DoubleTake: Geometry Guided Depth Estimation
Mohamed Sayed, Filippo Aleotti, Jamie Watson, Zawar Qureshi, Guillermo Garcia-Hernando, Gabriel Brostow, Sara Vicente, Michael Firman
TL;DR
This work tackles interactive depth estimation from sequences of posed RGB images by injecting prior geometric information into a depth predictor. It introduces a Hint MLP that fuses multi-view stereo cost volume with a rendered depth and a confidence map derived from a continually updated TSDF-based 3D reconstruction, enabling robust depth predictions even when hints are incomplete or absent. The persistent geometry is maintained via TSDF fusion and rendered on demand, with a training regime that exposes the model to varied hint availability and a two-pass evaluation to leverage full scene geometry. Empirically, the method achieves state-of-the-art depth and 3D reconstruction on ScanNetV2, 7-Scenes, and 3RScan, while delivering interactive runtimes and resilience to pose errors and scene changes, though it remains limited to observed geometry and faces challenges with transparent or reflective surfaces.
Abstract
Estimating depth from a sequence of posed RGB images is a fundamental computer vision task, with applications in augmented reality, path planning etc. Prior work typically makes use of previous frames in a multi view stereo framework, relying on matching textures in a local neighborhood. In contrast, our model leverages historical predictions by giving the latest 3D geometry data as an extra input to our network. This self-generated geometric hint can encode information from areas of the scene not covered by the keyframes and it is more regularized when compared to individual predicted depth maps for previous frames.
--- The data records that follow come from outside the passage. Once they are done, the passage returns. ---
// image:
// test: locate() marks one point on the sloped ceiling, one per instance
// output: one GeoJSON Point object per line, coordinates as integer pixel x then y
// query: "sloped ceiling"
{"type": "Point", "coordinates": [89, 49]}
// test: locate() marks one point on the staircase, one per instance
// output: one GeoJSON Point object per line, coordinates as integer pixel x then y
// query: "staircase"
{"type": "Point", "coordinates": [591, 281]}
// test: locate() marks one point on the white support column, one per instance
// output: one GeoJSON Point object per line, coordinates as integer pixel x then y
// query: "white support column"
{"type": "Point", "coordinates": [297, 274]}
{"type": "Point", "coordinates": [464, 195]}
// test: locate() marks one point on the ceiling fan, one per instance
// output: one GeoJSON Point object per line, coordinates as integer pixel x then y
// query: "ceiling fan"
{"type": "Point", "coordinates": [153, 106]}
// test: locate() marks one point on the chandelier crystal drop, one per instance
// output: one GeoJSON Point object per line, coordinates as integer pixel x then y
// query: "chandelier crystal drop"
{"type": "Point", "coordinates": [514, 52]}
We introduce a Hint MLP which combines cost volume features with a hint of the prior geometry, rendered as a depth map from the current camera location, together with a measure of the confidence in the prior geometry. We demonstrate that our method, which can run at interactive speeds, achieves state-of-the-art estimates of depth and 3D scene reconstruction in both offline and incremental evaluation scenarios.